Comment répondre à la demande
Dans tout développement d'application interactive, de site web, de microsite, une évaluation sommaire de l'achalandage sur le dit site doit être faîte pour estimer à l'avance le genre de déploiement serveur qui sera nécessaire pour palier à la demande. Avec la nouvelle réalité des réseaux sociaux et du caractère virale de certaines applications ou microsite, il est extrêmement difficile de prédire avec exactitude l'achalandage. Malheureusement, dans certain cas et pour certain serveur, une différence de 2 000 usagers à l'heure dans les périodes de pointe peut signifier la différence entre un serveur bien portant et un serveur avec la langue par terre.Tout dépendant du type d'application (application avec usage extrême de la base de données, application plutôt statique, application avec utilisation extrême du vidéo) il est souvent difficile de s'en sortir pour les compagnies sans débourser une bonne somme d'argent en serveur balancé ou encore en serveur de "streaming".
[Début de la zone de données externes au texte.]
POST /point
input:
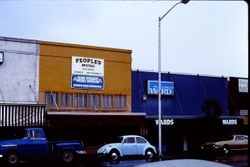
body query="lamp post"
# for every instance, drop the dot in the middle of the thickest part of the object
(159, 74)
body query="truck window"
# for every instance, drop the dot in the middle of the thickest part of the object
(36, 134)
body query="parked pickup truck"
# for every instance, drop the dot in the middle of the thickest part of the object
(33, 144)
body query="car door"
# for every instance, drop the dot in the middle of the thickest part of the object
(241, 142)
(140, 143)
(38, 145)
(129, 146)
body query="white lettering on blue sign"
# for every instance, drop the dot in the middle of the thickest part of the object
(165, 122)
(229, 121)
(167, 88)
(86, 82)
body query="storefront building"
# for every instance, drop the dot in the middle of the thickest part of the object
(81, 86)
(194, 108)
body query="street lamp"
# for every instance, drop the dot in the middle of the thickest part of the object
(159, 74)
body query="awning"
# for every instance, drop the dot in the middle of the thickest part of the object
(81, 119)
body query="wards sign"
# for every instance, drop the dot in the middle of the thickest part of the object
(167, 88)
(87, 73)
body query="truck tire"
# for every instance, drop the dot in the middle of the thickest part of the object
(149, 154)
(225, 149)
(13, 158)
(67, 156)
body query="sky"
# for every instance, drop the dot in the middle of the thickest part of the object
(200, 37)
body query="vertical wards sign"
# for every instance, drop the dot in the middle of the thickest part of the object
(87, 73)
(243, 85)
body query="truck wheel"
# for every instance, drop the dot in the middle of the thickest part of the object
(13, 158)
(114, 155)
(67, 156)
(226, 149)
(149, 154)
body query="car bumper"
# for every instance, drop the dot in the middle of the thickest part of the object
(81, 152)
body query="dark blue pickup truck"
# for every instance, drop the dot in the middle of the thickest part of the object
(33, 144)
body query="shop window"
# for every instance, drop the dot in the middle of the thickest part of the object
(66, 100)
(51, 99)
(120, 101)
(94, 101)
(80, 100)
(107, 101)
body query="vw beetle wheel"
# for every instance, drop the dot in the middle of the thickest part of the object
(67, 156)
(114, 155)
(13, 158)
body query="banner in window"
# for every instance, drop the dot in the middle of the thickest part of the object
(87, 73)
(167, 87)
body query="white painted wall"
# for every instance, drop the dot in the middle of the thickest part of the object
(19, 71)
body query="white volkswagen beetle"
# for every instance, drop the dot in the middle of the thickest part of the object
(127, 145)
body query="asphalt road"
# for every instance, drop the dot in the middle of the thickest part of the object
(238, 159)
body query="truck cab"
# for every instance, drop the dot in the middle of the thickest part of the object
(33, 144)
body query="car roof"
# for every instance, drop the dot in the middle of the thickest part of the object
(131, 136)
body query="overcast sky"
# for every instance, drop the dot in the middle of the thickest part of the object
(201, 37)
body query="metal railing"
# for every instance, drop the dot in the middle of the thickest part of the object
(20, 115)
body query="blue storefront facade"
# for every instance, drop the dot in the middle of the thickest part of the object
(194, 108)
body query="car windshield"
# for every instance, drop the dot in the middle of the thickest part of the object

Alors quoi faire pour s'en sortir sans briser son cochon ? Pour être sûrs de répondre à la demande tant au niveau de la bande passante que des cycles de processeurs nécessaire pour répondre aux requêtes incessantes de tout ces utilisateurs en besoin de navigation.
Il existe plusieurs options. Tout d'abord nous pouvons toujours confier notre produit entre les mains de services d'hébergement mutualisé ou encore de serveurs dédiés (par exemple avec iweb et 1and1) si on pense que l'achalandage ne requiert aucune infrastructure serveur faramineuse et que la demande en bande passante ne sera pas exhaustive.
Si notre application utilise la vidéo de façon intensive, ce qui souvent est problématique dans le cas d'achalandage élevé sur des serveurs mutualisé, il y a toujours l'option de placer les vidéos sur un serveur de "streaming" (par exemple avec stream the world) ce qui est en soi la meilleure option mais qui souvent implique des coûts importants. Une option intéressante pour assurer un achalandage quasi infinie pour ce genre d'application est d'utiliser un service comme le S3 D'Amazon qui utilise la force du réseau d'Amazon (effectivement c'est bel et bien celui du magasin en ligne Amazon) et qui implique un coût ridiculement bas pour la bande passante.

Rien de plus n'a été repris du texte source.